Else Seifert (9 December 1879 – 23 June 1968) was a German architectural photographer and teacher from Dresden.
Else Seifert was born in Dresden in 1879 to Karl Robert Seifert, a merchant, and Klara Amalie Juliane (née Schiertz). She was educated at the Fröbelseminar in Kassel and completed a brief training in accounting. She worked as a private tutor in Kassel for three years and then worked in the commercial sector for ten years. In 1909 she returned to Dresden and began teaching at the Städtischen Mädchengewerbe- und Handelsschule (Municipal Girls' Industry and Trade School), where she worked until 1924. She taught classes in penmanship, correspondence, commodity economics, life skills, mathematics and civics.

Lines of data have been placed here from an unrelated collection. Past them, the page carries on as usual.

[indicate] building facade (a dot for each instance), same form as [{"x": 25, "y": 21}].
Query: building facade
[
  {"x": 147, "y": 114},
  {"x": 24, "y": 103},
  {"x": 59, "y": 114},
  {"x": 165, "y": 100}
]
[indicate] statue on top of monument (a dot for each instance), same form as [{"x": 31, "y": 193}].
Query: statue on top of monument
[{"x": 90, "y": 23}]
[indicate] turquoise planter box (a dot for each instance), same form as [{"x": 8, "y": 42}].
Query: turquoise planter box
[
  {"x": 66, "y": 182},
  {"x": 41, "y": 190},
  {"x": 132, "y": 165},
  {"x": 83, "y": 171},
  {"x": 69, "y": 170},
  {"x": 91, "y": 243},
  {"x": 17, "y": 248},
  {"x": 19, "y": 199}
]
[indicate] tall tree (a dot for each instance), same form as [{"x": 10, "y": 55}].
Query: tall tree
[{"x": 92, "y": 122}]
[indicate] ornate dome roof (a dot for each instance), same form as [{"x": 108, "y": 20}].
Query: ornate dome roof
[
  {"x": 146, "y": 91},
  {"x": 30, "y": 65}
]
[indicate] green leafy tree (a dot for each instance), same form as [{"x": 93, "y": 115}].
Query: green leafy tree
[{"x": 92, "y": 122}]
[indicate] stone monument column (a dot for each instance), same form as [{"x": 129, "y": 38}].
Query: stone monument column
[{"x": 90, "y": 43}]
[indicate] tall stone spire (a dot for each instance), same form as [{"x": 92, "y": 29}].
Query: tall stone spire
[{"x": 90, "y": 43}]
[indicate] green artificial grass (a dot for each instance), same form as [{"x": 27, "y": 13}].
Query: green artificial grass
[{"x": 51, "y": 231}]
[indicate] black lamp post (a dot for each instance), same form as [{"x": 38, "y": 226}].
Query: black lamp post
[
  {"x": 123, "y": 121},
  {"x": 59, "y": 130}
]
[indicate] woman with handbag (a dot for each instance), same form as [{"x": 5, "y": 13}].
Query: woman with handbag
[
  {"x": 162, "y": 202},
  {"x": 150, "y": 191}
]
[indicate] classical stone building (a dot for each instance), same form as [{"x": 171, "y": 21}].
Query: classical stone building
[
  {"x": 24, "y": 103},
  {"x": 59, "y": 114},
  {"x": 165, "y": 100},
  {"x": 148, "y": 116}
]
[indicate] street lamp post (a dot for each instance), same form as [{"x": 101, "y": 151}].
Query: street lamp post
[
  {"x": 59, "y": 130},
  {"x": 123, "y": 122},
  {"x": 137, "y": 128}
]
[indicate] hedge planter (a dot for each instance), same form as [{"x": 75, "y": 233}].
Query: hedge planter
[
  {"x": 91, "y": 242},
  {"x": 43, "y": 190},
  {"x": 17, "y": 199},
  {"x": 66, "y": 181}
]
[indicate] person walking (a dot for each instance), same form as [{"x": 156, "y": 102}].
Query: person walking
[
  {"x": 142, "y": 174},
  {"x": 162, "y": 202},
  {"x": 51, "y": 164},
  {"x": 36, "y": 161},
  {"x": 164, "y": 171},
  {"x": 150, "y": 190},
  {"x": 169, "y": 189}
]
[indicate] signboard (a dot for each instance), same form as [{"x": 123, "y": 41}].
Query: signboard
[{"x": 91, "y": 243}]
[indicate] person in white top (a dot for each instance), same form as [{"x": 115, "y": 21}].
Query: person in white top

Seifert took up amateur photography in 1909 and joined the Dresden Photographic Society. In her spare time, she studied photography and architecture at the Dresden University of Technology. She left her teaching job in 1924 and travelled to Italy, where she worked for a year as a nurse and began to pursue commercial photography. Upon her return to Dresden in 1926, her first book of photography was published by Wolfgang Jess. Between 1926 and 1931 she worked for the City of Dresden and its departments of buildings, education and transport as an architectural photographer. She spent three months in the Netherlands in 1930 and exhibited in Utrecht and Amsterdam. A collection of her photographs of Dresden was displayed in an exhibition at the German Hygiene Museum in the same year. Between 1931 and 1934, Seifert worked for the Hamburg-Südamerikanischen Steam Shipping Company as an onboard photographer on its routes to Norway, Morocco, Spain, Egypt, Palestine and England. From 1937 she turned her focus away from commercial photography to creating portraits and cityscapes, particularly of Loschwitz, the neighborhood of Dresden where she lived.
Seifert was largely inactive after 1945, and three books she had compiled were never published. She died on 23 June 1968 in Dresden. A collection of her work is held by the Saxon State and University Library Dresden in its Deutsche Fotothek library. The collection includes around 1100 negatives and 570 positive photographs.